Mike Masauvakalo, from Vanuatu’s Ministry of Foreign Affairs said the nappy ban was a measure designed to safeguard the country’s future. “Eventually, plastics find their way into the water and the food chain and at the end of the day, the people of Vanuatu end up consuming [them]. Vanuatu is very vocal about the climate emergency. It is visible, we are living it.
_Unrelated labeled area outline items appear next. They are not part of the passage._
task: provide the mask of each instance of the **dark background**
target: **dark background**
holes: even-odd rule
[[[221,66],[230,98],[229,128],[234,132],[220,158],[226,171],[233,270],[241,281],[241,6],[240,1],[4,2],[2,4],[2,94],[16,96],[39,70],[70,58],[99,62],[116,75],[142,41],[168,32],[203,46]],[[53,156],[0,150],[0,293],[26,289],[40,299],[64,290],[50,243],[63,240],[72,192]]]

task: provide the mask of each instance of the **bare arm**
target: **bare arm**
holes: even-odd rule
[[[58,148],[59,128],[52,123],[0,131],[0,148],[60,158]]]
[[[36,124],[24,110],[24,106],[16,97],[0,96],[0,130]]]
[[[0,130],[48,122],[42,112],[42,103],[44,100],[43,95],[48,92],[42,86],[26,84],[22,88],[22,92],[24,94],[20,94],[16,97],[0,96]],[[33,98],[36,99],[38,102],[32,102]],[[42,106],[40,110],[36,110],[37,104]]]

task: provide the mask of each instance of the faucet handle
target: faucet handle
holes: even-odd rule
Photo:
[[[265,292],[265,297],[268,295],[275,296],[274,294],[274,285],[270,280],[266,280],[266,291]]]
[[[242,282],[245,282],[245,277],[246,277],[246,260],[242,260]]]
It is affecting our food supply and our fish populations.”

 

With an estimated 20,000 babies and toddlers on Vanuatu’s 65 islands, removing single use nappies is no small task, but it has been supported, in some small measure, by USC student Sophie Lewis, who made, donated and distributed enough nappies for more than 200 families as part of a project undertaken in conjunction with Churches of Christ – Medical Santo.

 

Having completed her final occupational therapy placement on Vanuatu’s largest island Santo, Sophie spent seven weeks distributing reusable nappies and inserts to new mothers in maternity and paediatric wards and women at produce stalls in street markets.

 

“Currently there are very few alternatives to single-use nappies in Vanuatu so seeing the smiles on the mother’s faces and hearing their gratefulness when handing out the nappies made me realise how much this project will positively impact their lives,” Sophie said.

 

As part of the project, she educated mothers and grandmothers on measures to reduce the risk of infection and ways to make their own nappies and inserts using sustainable, cost-effective materials such as second hand t-shirts, towels and blankets.

 

“This not only allows the mothers to feel empowered to embrace this ban but to continue caring for their babies in a sustainable and hygienic manner as they grow.”

 

“All of my clinical placements during my degree were incredible, but this experience was definitely the highlight and has ignited an interest in providing occupational therapy services in various developing countries throughout my career,” Sophie said.

 

“I saw first-hand the challenges these women face after birth and the transition into motherhood with limited sanitary products and health resources, and it was an invaluable opportunity to reach out and touch the lives of those in need and to see the simplicity of utilising natural, simple resources to achieve positive client outcomes.”

 

Plans are in place to continue the Vanuatu nappy project with ongoing support from Sunshine Coast-based family business Little Strawberries, who donated more than 130 nappies to the first nationwide nappy drive initiated by Sophie.

 

“I had no idea the potential of this project until I began contacting and liaising with various mothers and local businesses making and using the reusable nappies in Australia,” Sophie said.

 

“It would not have been possible without the overwhelming generosity of these mothers who jumped on board and contributed in any way they could.”